Способность «во всём видеть Бога» может не зависеть от интеллектуального анализа любого рода; она может быть проистекающей из глубокой любви к Богу благодатью, виды которой невообразимы. Говоря «интеллектуальный анализ», мы не имеем в виду пустые рассуждения: озвученные нами категории никоим образом не являются «абстрактными», однако их восприятие очевидным образом зависит от проницательности, с точки зрения чувств выглядящей абстрактно. Несмотря на отсутствие восторга от стерильного анализа, она всё же вынуждена «разделять» для того, чтобы «объединять». Разделение и объединение одинаково естественны – каждое на своём уровне: чтобы лучше увидеть гору, глазу нужно некоторое расстояние. Это расстояние раскрывает отличия, позволяет провести визуальный анализ и в то же самое время «объединяет» или синтезирует, создавая адекватный и полный образ горы.
Всюду и во всём видеть Бога означает видеть в вещах бесконечность там, где животное начало видит лишь поверхность и относительность. Кроме того, это означает видеть в то же самое время относительность категорий, в рамках которых живёт человек, полагающий их абсолютными. Видеть бесконечное в конечном означает видеть, что растущий перед нами цветок вечен, ведь сквозь его хрупкую улыбку утверждается вечный исток. Видеть относительность означает понять, что этот настоящий момент, в котором мы живём, не является «сейчас» – он стал «прошлым» ещё до того, как наступил, и что если бы время можно было остановить, а все живые существа замерли бы, будто бы вмёрзнув в речной лёд, человеческий маскарад проявил бы всю свою зловещую ирреальность. Всё показалось бы абсурдным, кроме «памяти о Боге», расположенной в неизменном.

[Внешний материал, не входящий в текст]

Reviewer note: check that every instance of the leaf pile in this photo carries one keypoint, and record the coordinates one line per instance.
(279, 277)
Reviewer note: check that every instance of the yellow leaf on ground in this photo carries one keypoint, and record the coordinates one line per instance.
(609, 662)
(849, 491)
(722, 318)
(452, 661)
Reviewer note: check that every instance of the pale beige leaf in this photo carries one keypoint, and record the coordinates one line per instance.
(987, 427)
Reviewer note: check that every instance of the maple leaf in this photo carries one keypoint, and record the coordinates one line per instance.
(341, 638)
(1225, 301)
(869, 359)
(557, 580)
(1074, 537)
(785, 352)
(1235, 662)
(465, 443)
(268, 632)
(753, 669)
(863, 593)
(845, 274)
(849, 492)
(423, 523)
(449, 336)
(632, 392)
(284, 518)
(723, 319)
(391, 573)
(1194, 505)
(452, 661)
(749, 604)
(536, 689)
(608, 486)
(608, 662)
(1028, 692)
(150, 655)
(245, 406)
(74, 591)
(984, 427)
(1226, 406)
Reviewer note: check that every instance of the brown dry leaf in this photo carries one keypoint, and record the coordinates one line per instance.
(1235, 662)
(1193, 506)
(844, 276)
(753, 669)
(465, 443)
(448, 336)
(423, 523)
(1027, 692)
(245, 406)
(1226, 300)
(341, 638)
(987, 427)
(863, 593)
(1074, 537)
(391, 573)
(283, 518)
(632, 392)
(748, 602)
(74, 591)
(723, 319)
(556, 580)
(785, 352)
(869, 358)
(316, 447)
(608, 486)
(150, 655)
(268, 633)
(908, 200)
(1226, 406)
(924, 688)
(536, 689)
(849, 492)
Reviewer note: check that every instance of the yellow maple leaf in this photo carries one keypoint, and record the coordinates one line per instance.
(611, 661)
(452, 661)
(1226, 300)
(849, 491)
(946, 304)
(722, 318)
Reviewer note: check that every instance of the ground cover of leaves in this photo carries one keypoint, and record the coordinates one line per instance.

Всюду видеть Бога по сути означает видеть, что мы не существуем, что существует только Он один. Если, с определённой точки зрения, покорность можно счесть величайшим достоинством, то лишь потому, что она в крайнем своём воплощении подразумевает отказ от эго. Немного изменив свой взгляд, можно сказать то же самое о всяком фундаментальном достоинстве: совершенное милосердие означает потерю себя ради Бога, ибо невозможно раствориться в Боге, не отдав себя при этом другим. Если на строго человеческом плане фундаментальна любовь к ближнему своему, то не только потому, что ближний в итоге, подобно нам самим, тождественен «Самости», но и потому, что это человеческое милосердие – или эта его проекция на «другого» – является единственным возможным для большинства людей средством отделиться от «я». Перенести своё эго на «другого» проще, чем потерять его ради Бога, хоть эти явления и неразрывно связаны.
Нашей формой является эго: эта таинственная неспособность не быть собой и, в то же самое время, быть полностью собой, а не «не-Самостью». Однако наша реальность не оставляет нам выбора, заставляя нас «стать тем, чем мы являемся» или оставаться тем, чем мы не являемся. Эго с эмпирической точки зрения является сном, в котором мы сами себе снимся. Содержимое этого сна, срисованное с нашего окружения, по сути дела является лишь поводом, ибо эго желает лишь собственной жизни: что бы нам ни снилось, наш сон всегда остаётся лишь символом эго, желающего самоутвердиться, зеркалом, которое мы держим перед «я» и которое всевозможными способами отражает его жизнь. Этот сон стал нашей второй природой: он соткан из образов и стремлений, статичных и движущихся элементов в неисчислимом множестве комбинаций. Эти образы приходят снаружи и вплетаются в нашу сущность; стремления являются нашим ответом окружающему миру: овеществляясь, мы создаём мир в образе нашего сна, и воплотившийся таким образом сон возвращается к нам. Так происходит снова и снова, пока мы полностью не оборачиваемся в порой неразрывную ткань овеществлённых или материализованных снов и материализаций, проникнувших внутрь нас. Эго подобно водяной мельнице, чьё колесо по воле течения – мира и жизни – неустанно вращается в череде образов, всегда различных, но всегда подобных друг другу.